The result of this TDM process is a database with relevant and organized information, where 3 million taxa, including strains, are linked to their habitats [2] and phenotypes [3].

TDM process, from data sources to service

Formal representation of the information

The Florilege application exploits the results obtained by the TDM process to answer user queries in a quick and precise way. As mentioned above, scientists can make a request by organisms like « Listeria monocytogenes » but also by habitat. If they want to know what microorganisms are found in “cheese”, they will obtain results not only for the word “cheese” but also for “Cheddar” or “Tibetan Qula Cheese”, or any other kind of cheese.

The unique organized information displayed by the Florilege application is publicly accessible online and offers researchers numerous cross-functional avenues of exploitation in different fields like food security, ecology, and human health.

The integration of the Florilege text-mining workflow in the OpenMinTeD platform will allow users to reproduce the process with other corpora and integrate the results in other applications.

The text-mining process developed by INRA is also used by the Alvis search engine which directly displays the text from which the information was extracted :

The development of Florilège involved a large number of INRA laboratories, including MaIAGE (Bibliome and Migale teams), STLO and DIST (Scientific and Technical Information Department).

Related links:

Articles on TDM technology and evaluation:

  • Robert Bossy, Wiktoria Golik, Zorana Ratkovic, Dialekti Valsamou, Philippe Bessières, Claire Nédellec.

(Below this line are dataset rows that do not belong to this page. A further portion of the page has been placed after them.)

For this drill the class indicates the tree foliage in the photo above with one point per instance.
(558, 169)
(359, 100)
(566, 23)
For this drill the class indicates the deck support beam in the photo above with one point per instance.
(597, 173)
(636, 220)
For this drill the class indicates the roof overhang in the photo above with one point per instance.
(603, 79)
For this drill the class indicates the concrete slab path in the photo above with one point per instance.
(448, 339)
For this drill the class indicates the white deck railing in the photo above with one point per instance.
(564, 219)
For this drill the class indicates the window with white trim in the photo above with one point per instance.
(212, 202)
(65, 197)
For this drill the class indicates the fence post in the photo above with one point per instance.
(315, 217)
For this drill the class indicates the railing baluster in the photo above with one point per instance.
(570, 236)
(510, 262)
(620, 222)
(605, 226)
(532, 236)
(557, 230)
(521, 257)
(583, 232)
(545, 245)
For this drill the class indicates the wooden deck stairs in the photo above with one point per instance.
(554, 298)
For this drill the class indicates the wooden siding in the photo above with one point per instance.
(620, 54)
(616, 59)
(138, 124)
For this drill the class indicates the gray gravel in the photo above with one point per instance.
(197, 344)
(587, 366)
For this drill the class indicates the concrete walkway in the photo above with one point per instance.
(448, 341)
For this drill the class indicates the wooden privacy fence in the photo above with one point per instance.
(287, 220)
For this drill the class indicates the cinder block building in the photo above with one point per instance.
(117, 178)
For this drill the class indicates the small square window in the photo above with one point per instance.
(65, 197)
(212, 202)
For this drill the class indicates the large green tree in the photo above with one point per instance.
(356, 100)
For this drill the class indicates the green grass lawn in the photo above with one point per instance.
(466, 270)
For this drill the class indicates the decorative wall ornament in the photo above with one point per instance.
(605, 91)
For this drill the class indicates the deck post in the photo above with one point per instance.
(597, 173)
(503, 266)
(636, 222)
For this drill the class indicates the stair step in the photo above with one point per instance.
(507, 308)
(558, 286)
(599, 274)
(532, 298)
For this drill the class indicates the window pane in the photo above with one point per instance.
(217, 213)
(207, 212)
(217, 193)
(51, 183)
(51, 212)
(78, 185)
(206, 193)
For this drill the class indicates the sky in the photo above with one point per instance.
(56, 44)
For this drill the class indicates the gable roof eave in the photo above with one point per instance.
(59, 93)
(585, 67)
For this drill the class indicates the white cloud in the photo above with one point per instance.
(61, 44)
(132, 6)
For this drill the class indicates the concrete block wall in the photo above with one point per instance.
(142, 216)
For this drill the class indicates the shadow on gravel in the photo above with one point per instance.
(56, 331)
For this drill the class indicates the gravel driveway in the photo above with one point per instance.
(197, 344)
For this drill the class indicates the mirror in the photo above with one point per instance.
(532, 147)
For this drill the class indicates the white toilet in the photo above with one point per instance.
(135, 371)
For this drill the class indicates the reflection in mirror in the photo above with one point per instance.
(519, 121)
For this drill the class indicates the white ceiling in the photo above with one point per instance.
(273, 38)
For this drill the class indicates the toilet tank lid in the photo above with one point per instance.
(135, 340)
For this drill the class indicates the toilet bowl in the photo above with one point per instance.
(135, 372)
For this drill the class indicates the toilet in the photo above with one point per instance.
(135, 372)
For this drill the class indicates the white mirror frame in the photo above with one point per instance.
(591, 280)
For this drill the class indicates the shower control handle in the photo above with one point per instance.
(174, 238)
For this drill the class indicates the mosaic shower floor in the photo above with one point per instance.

Overview of the  Gene Regulation Network and the Bacteria Biotope Tasks in BioNLP’13 shared task BMC Bioinformatics, 16(Suppl 10):S1, 2015. doi:10.1186/1471-2105-16-S10-S1.
  • Estelle Chaix, Louise Deléger, Robert Bossy, Claire Nédellec. Text-mining tools for extracting information about microbial biodiversity in food. Food Microbiology, in press.
  • MaIAGE, INRA, Université Paris-Saclay, 78352 Jouy-en-Josas, France

[1] Florilege runs on the Migale bioinformatics platform at Inra.

[2] 18.5 million habitats are assigned to 2,000 ontology classes from OntoBiotope, an ontology of microorganism habitats distributed by AgroPortal

[3] 1 million phenotypes assigned to 203 ontology classes from  OntoBiotope.